Def Leppard admit that "Pour Some Sugar On Me" is a song about sex with enough veiling to make it safe for pop radio. The song was also influenced by the Archies classic "Sugar, Sugar" with its repeated lines of, "Pour a little sugar." This song went clear to #2 on the pop singles chart in the US with a heavier rock crunch than most mainstream pop. It has remained a signature song for Ef Leppard and one likely to generate sing along hysteria (Def Leppard reference intended) in nearly any environment where it is played.
"Hips Don't Lie" is a reworking of Wyclef Jean's 2004 song "Dance Like This." Shakira wrote new material for the song and the result was the biggest pop hit of the year worldwide. The incorporation of salsa and cumbia elements adds to the world party feel of the track.
The Kingsmen still insist that there is nothing lewd or obscene in the indecipherable sung lyrics to their recording of "Louie Louie," but the rumors of the existence certainly created a powerful party reputation for the record.

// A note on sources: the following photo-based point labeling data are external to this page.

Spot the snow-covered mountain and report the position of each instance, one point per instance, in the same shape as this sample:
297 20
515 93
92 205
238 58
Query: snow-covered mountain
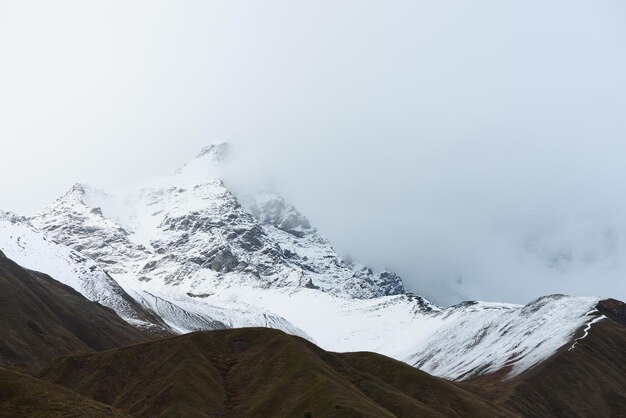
190 251
33 249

Being featured in the smash hit party movie Animal House didn't hurt either. The obscenity rumors were so persistent they even spawned an FBI investigation. Even with the notoriety, "Louie Louie" is an all-time garage rock classic.

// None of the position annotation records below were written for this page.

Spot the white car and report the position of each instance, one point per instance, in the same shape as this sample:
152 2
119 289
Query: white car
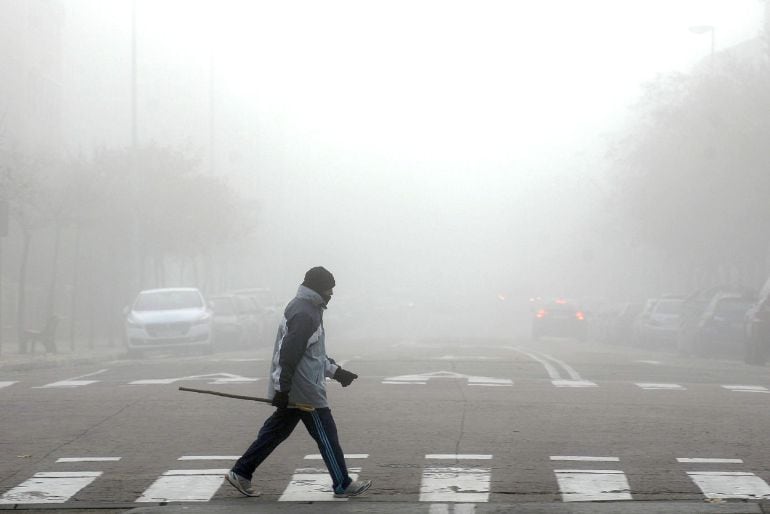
168 318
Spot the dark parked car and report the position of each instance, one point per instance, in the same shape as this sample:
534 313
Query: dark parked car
693 308
559 318
757 329
720 328
659 326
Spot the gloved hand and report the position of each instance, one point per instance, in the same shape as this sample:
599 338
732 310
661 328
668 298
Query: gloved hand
281 399
344 377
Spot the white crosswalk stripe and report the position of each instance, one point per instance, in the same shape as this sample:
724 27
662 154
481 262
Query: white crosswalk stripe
577 485
649 386
75 381
466 484
184 485
315 484
730 484
49 487
447 481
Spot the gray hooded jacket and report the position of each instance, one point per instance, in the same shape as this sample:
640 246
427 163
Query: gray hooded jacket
300 364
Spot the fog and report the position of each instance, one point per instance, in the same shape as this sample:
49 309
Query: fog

The Boston Red Sox must be given a great deal of credit for turning this top 5 pop smash inspired by Caroline Kennedy into a party classic. It has been played at every Boston Red Sox home games since 2002 while spreading like wildfire to other sports events and weddings. The "hands touching hands" line induces goosebumps in plenty of listeners.

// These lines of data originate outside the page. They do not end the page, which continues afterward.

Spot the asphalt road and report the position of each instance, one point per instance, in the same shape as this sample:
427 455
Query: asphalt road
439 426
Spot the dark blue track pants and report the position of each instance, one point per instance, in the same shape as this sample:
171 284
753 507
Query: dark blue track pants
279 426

Just try and watch the music video for "Love Shack" and not wish you were at that party. "Love Shack" helped turn the B-52's from the self-described, "tacky little dance band from Athens, GA," into arguably the world's top party band. Reportedly, Kate Pierson of the band lived in the 1970s in the house that inspired the song. It did indeed have a tin roof and was the place the band conceived their first widespread hit "Rock Lobster."
"Family Affair" originated in a studio jam session led by Dr. Dre. Mary J. Blige heard the song and added lyrics and a melody line. The final result was produced by Dr. Dre. "Family Affair" helped bring the concept of crunk party music into the pop mainstream. The song spent six weeks at the top of the Billboard Hot 100.